Nein, es gibt kein Protokoll darüber. Dennoch steht außer Zweifel, dass im Jahre des Herrn 1893 in Gauting ein Ortsverein der Sozialdemokratischen Partei Deutschlands gegründet worden ist. Damals gab es leider noch keine lokale Presse, die über ein solch wichtiges Ereignis hätte berichten können. Aber wir haben eine Kronzeugin. Das ist unsere Fahne, die Sie hier sehen. Auf der einen Seite steht „Gauting 1893“, auf der anderen der Wahlspruch „Freiheit, Gleichheit und Brüderlichkeit“. Ein genaues Datum? Ist nicht überliefert. Es dürfte aber vermutlich nach dem 15. Juni 1893 gewesen sein, denn an dem Tag fand eine Wahl zum Deutschen Reichstag statt. Diese Wahl bescherte der SPD einen gewaltigen Zuwachs an Stimmen. Leicht möglich, dass das die Initialzündung war, nun auch einen eigenen Ortsverein zu gründen.

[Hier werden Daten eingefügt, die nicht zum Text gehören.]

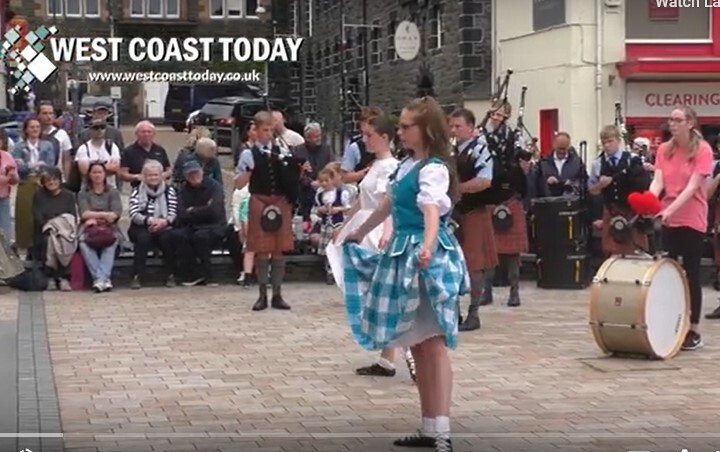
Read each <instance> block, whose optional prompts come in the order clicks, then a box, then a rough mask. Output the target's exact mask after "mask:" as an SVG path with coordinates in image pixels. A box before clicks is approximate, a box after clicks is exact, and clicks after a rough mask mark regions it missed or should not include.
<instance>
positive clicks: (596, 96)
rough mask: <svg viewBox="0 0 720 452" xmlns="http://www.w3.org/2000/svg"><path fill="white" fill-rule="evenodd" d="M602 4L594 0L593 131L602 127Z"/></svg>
mask: <svg viewBox="0 0 720 452" xmlns="http://www.w3.org/2000/svg"><path fill="white" fill-rule="evenodd" d="M603 4H604V2H602V1H600V0H596V1H595V21H596V24H595V133H598V132H599V131H600V129H602V127H603V116H602V114H603V108H602V103H603V96H602V88H603V76H602V67H603V45H604V39H605V26H604V17H603ZM593 149H594V150H595V154H596V153H597V146H594V148H593ZM589 157H590V156H588V160H589V161H592V160H594V157H595V155H593V158H592V159H591V158H589ZM585 163H586V164H589V162H585Z"/></svg>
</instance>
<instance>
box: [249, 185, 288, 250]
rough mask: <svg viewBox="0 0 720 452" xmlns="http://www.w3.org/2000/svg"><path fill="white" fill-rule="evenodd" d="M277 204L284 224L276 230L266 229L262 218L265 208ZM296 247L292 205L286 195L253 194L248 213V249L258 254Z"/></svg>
mask: <svg viewBox="0 0 720 452" xmlns="http://www.w3.org/2000/svg"><path fill="white" fill-rule="evenodd" d="M270 205H275V206H278V208H280V211H281V212H282V226H280V229H279V230H277V231H276V232H267V231H264V230H263V228H262V226H261V224H260V220H261V219H262V212H263V210H264V209H265V208H266V207H267V206H270ZM294 248H295V237H294V236H293V232H292V206H290V203H289V202H288V200H287V199H286V198H285V197H284V196H265V195H252V196H251V197H250V208H249V213H248V231H247V250H248V251H249V252H251V253H258V254H268V253H273V254H279V253H283V252H285V251H292V250H293V249H294Z"/></svg>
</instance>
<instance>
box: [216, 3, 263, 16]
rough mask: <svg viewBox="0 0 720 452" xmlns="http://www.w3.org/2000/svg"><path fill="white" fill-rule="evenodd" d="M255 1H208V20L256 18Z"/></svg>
mask: <svg viewBox="0 0 720 452" xmlns="http://www.w3.org/2000/svg"><path fill="white" fill-rule="evenodd" d="M257 6H258V4H257V0H210V18H212V19H237V18H239V17H252V18H256V17H257V15H256V13H255V11H256V10H257Z"/></svg>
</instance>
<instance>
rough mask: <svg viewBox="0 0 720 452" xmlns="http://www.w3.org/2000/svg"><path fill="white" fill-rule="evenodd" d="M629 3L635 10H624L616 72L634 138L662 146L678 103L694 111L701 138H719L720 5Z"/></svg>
mask: <svg viewBox="0 0 720 452" xmlns="http://www.w3.org/2000/svg"><path fill="white" fill-rule="evenodd" d="M627 4H628V5H633V6H632V8H629V9H628V10H627V11H626V14H628V15H629V16H628V17H626V33H627V38H628V39H627V40H626V45H625V54H626V58H625V61H623V62H621V63H620V64H618V73H619V75H620V77H621V78H623V79H624V82H625V102H624V104H625V105H624V107H625V108H624V113H625V120H626V122H627V125H628V129H629V131H630V132H631V134H632V136H633V137H639V136H642V137H645V138H649V139H650V140H651V141H654V142H655V143H658V142H660V141H661V139H662V136H663V129H664V128H666V126H667V118H668V116H669V115H670V112H671V111H672V109H673V107H674V106H678V105H688V106H690V107H692V108H693V109H694V110H695V111H697V113H698V116H699V122H700V126H701V128H702V131H703V134H704V135H706V136H707V137H710V136H718V135H720V7H708V8H673V7H657V6H656V5H657V2H656V1H655V0H649V1H648V2H647V3H645V2H642V1H637V0H636V1H634V2H628V3H627ZM644 5H646V6H644Z"/></svg>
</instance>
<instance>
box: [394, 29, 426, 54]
mask: <svg viewBox="0 0 720 452" xmlns="http://www.w3.org/2000/svg"><path fill="white" fill-rule="evenodd" d="M395 53H397V56H398V58H400V59H401V60H405V61H411V60H414V59H415V58H416V57H417V56H418V53H420V30H418V28H417V25H415V24H414V23H413V22H410V21H407V20H404V21H402V22H400V24H399V25H398V27H397V29H396V30H395Z"/></svg>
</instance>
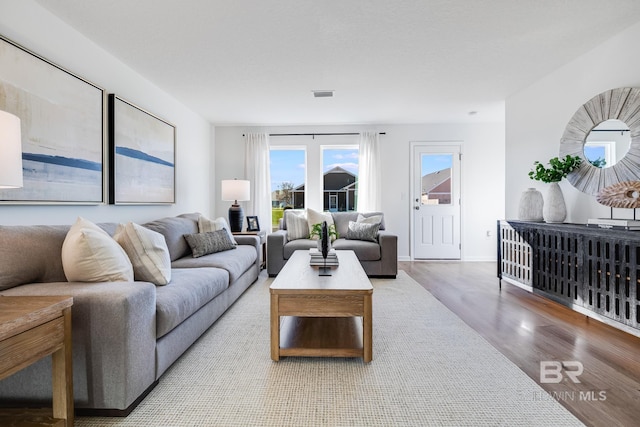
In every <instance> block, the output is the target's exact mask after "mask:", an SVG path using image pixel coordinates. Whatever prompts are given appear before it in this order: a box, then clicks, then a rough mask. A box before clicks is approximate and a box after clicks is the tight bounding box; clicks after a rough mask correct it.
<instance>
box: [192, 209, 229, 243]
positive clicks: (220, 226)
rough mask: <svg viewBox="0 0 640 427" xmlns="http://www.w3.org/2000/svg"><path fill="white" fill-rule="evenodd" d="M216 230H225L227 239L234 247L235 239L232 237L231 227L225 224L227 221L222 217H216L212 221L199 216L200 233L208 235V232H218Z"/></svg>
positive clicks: (202, 216) (201, 215)
mask: <svg viewBox="0 0 640 427" xmlns="http://www.w3.org/2000/svg"><path fill="white" fill-rule="evenodd" d="M218 230H226V231H227V234H229V238H230V239H231V242H233V244H234V245H237V244H238V242H236V239H235V238H234V237H233V233H232V232H231V227H229V224H228V223H227V220H226V219H225V218H224V217H222V216H221V217H218V218H216V219H214V220H210V219H208V218H205V217H204V216H202V215H200V216H199V217H198V231H199V232H200V233H208V232H210V231H218Z"/></svg>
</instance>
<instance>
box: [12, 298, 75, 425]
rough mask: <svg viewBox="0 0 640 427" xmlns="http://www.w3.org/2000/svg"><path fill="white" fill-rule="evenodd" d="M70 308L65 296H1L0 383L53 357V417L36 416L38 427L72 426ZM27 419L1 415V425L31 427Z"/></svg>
mask: <svg viewBox="0 0 640 427" xmlns="http://www.w3.org/2000/svg"><path fill="white" fill-rule="evenodd" d="M72 305H73V298H72V297H67V296H0V380H1V379H3V378H6V377H8V376H10V375H13V374H14V373H16V372H18V371H20V370H21V369H23V368H26V367H27V366H29V365H31V364H33V363H34V362H36V361H38V360H40V359H42V358H43V357H46V356H48V355H52V371H53V372H52V375H53V417H43V416H42V414H38V416H37V417H35V416H34V420H37V421H38V422H39V424H37V425H47V423H48V425H55V426H58V425H63V426H64V425H66V426H72V425H73V416H74V414H73V371H72V352H71V306H72ZM8 417H19V420H13V421H8V419H7V418H8ZM29 418H30V416H29V414H28V413H23V412H17V411H15V412H14V411H2V412H1V413H0V425H14V424H16V425H21V424H19V422H22V423H24V424H25V425H30V424H28V423H29V422H33V421H34V420H30V419H29ZM34 425H36V424H34Z"/></svg>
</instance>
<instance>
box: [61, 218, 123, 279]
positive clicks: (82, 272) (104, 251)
mask: <svg viewBox="0 0 640 427" xmlns="http://www.w3.org/2000/svg"><path fill="white" fill-rule="evenodd" d="M52 255H54V254H52ZM61 256H62V267H63V269H64V274H65V276H66V277H67V280H68V281H70V282H118V281H120V282H122V281H126V282H131V281H133V266H132V265H131V261H130V260H129V257H128V256H127V254H126V252H125V251H124V249H122V247H121V246H120V245H119V244H118V243H117V242H116V241H115V240H113V238H112V237H111V236H109V234H107V232H106V231H104V230H103V229H101V228H100V227H98V226H97V225H95V224H94V223H92V222H91V221H88V220H86V219H84V218H82V217H78V219H77V220H76V222H75V224H73V225H72V226H71V228H70V229H69V232H68V233H67V236H66V237H65V239H64V242H63V243H62V252H61Z"/></svg>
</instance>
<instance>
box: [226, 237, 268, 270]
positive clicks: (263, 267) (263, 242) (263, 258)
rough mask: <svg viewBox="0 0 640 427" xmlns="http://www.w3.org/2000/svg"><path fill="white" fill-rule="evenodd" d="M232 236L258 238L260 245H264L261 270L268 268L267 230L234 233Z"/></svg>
mask: <svg viewBox="0 0 640 427" xmlns="http://www.w3.org/2000/svg"><path fill="white" fill-rule="evenodd" d="M231 234H233V235H234V236H243V235H244V236H258V237H259V238H260V245H262V260H261V261H260V269H261V270H264V269H265V268H267V232H266V231H265V230H259V231H234V232H232V233H231Z"/></svg>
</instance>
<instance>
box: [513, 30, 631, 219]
mask: <svg viewBox="0 0 640 427" xmlns="http://www.w3.org/2000/svg"><path fill="white" fill-rule="evenodd" d="M638 40H640V23H639V24H636V25H634V26H632V27H630V28H628V29H626V30H624V31H622V32H621V33H619V34H618V35H616V36H614V37H612V38H611V39H609V40H608V41H606V42H605V43H603V44H601V45H600V46H598V47H596V48H595V49H593V50H592V51H590V52H587V53H586V54H584V55H582V56H581V57H579V58H578V59H576V60H574V61H572V62H570V63H569V64H567V65H565V66H564V67H562V68H560V69H558V70H556V71H555V72H553V73H551V74H549V75H548V76H546V77H545V78H543V79H541V80H539V81H538V82H536V83H535V84H532V85H531V86H529V87H527V88H526V89H524V90H522V91H520V92H518V93H516V94H514V95H513V96H511V97H509V98H508V99H507V101H506V178H507V179H506V186H505V200H506V209H505V214H506V218H508V219H515V218H516V217H517V214H518V201H519V199H520V194H521V193H522V191H524V190H525V189H527V188H528V187H536V188H538V189H539V190H540V191H542V193H543V194H545V192H546V184H543V183H540V182H539V181H532V180H530V179H529V177H528V176H527V173H528V172H529V170H531V168H532V166H533V162H534V161H535V160H539V161H541V162H545V163H546V162H547V161H548V160H549V159H550V158H552V157H556V156H558V152H559V147H560V138H561V137H562V134H563V132H564V128H565V126H566V124H567V123H568V122H569V120H570V119H571V117H572V116H573V114H574V113H575V112H576V111H577V110H578V108H579V107H580V106H581V105H582V104H584V103H585V102H587V101H588V100H589V99H591V98H593V97H594V96H596V95H598V94H599V93H601V92H605V91H607V90H609V89H614V88H617V87H640V56H638V55H636V54H634V52H636V51H637V49H638ZM560 186H561V188H562V191H563V193H564V196H565V201H566V203H567V211H568V216H567V220H566V222H573V223H585V222H586V220H587V219H588V218H596V217H607V216H609V214H610V210H609V208H607V207H605V206H602V205H599V204H598V203H597V202H596V201H595V198H594V197H592V196H589V195H586V194H583V193H581V192H579V191H578V190H576V189H575V188H573V187H572V186H571V184H570V183H569V182H568V181H567V180H563V181H562V182H561V183H560ZM615 214H616V216H620V217H623V216H626V217H629V215H632V212H630V211H627V212H624V211H623V210H621V209H617V210H616V213H615Z"/></svg>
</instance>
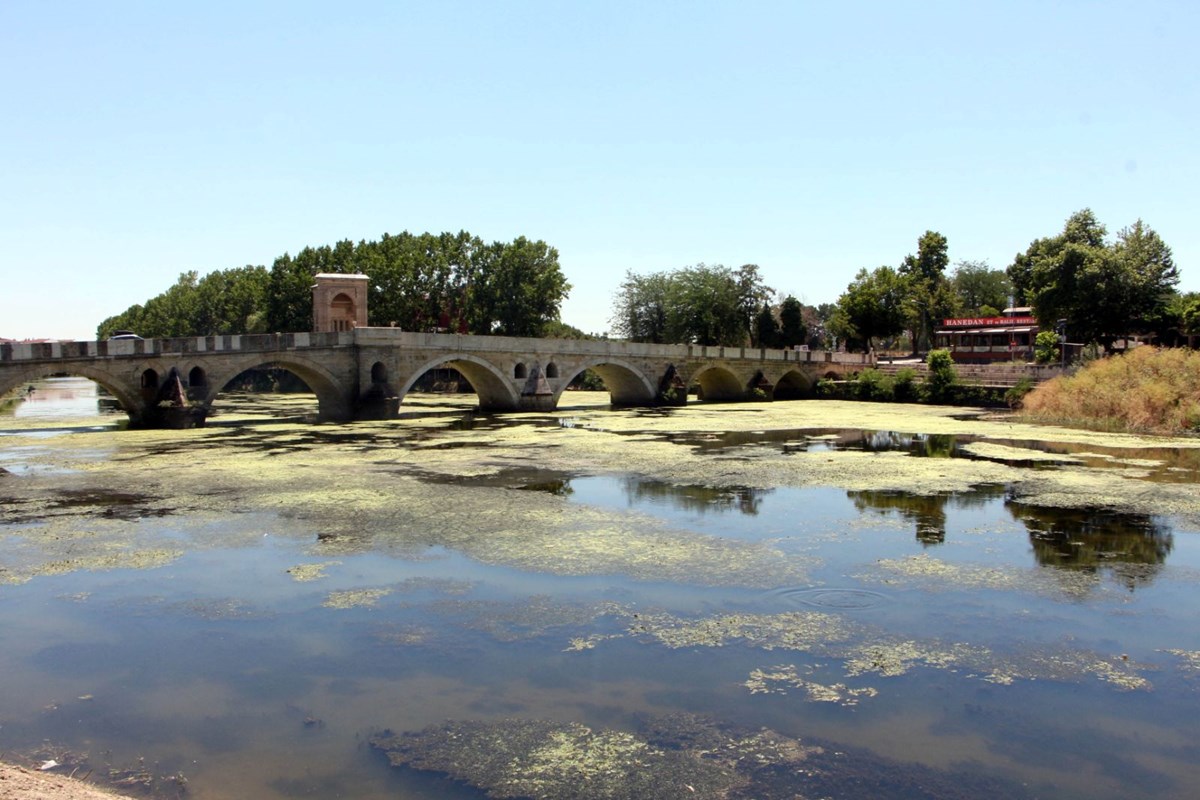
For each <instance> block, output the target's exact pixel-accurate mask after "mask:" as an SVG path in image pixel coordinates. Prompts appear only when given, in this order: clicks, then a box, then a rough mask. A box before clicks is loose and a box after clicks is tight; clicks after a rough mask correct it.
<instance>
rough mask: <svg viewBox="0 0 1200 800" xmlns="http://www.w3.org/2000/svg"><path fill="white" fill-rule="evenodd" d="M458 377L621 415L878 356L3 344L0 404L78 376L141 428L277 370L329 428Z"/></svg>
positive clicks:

Und was für Leute haben sich damals zu diesem Zweck im Nebenzimmer der großen Gastwirtschaft „Würmbad“ versammelt? Diese Leute, das waren vor allem Arbeiter und Handwerker, denen die soziale Not auf den Nägeln brannte.
Das Wirtshaus Würmbad stand übrigens am Hauptplatz/Ecke Grubmühlerfeldstraße dort, wo heute der Gebäudekomplex von ehemals Tengelmann, jetzt Edeka, steht.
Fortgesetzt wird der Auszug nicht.